Nubarrones económicos para 2008
El año se ha ido apretando bien las clavijas al consumidor -y no transitoriamente-, además de ensombreciendo las perspectivas de futuro en lo económico. Esencialmente, la causa es que el petróleo está caro, casi tan caro como en su máximo histórico (actualizando los precio, dicho máximo se produjo en 1980 con la subida al poder del ayatolá Jomeini). La causa principal de esta inflación del crudo que acaba siendo importada y afectando a todos los productos y servicios es la irrupción de cientos de millones de chinos e indios en la sociedad de consumo: a igual cantidad de producto, una mayor demanda produce un aumento de precio. La cadena de causa-efecto vendría a ser la que describía Joaquín Estefanía el domingo: las materias primas caras estimulan la inflación y provocan la reacción de los bancos centrales, que suben los tipos de interés para domeñar el incremento de los precios; sube el precio del dinero y, con él, el coste de los créditos y de las hipotecas; baja el consumo porque el ciudadano ha de pagar los préstamos; se reducen los beneficios empresariales, la inversión se hace anémica, aumenta el paro, etcétera.
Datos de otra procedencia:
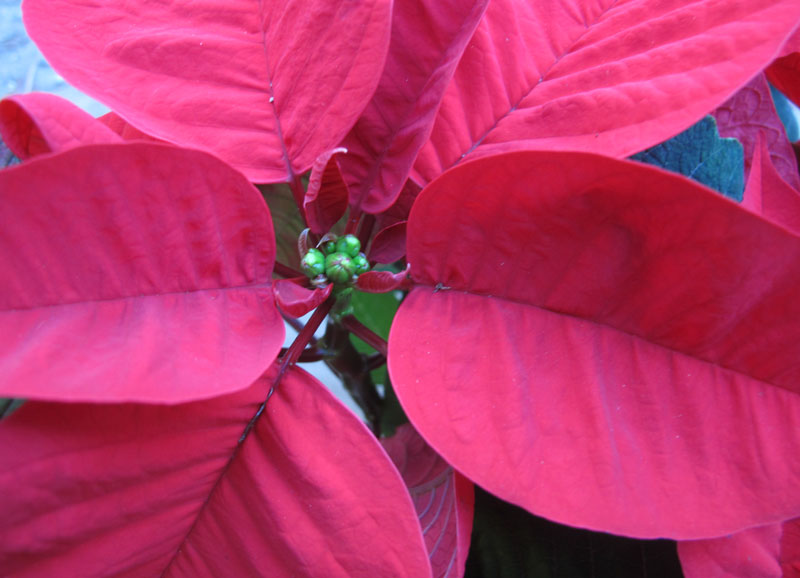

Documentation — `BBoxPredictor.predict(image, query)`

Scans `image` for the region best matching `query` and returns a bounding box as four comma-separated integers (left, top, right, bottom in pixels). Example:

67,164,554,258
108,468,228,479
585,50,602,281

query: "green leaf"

El final puede ser una recesión.
El consumo se va a ver afectado por la bofetada de subidas inmisericordes de alimentos, sumnistros básicos, telefonía y, en definitiva, del coste de la vida que se ha dado en el último trimestre del año 2007 y -la primera en la frente- desde hoy 1 de enero de 2008.
Dos cuestiones se me suscitan:
- ¿La excusa del petróleo está siendo aprovechada por gobernantes y productores, unos para justificar el cambio de rumbo económico, los otros para meter un buen arreón desproporcionado a los precios, y tonto el último (el consumidor es el último)?
- ¿Qué podemos decirle a los chinos e indios, entre otros, que quieren reproducir nuestras más insostenibles pautas de consumo y estilo de vida?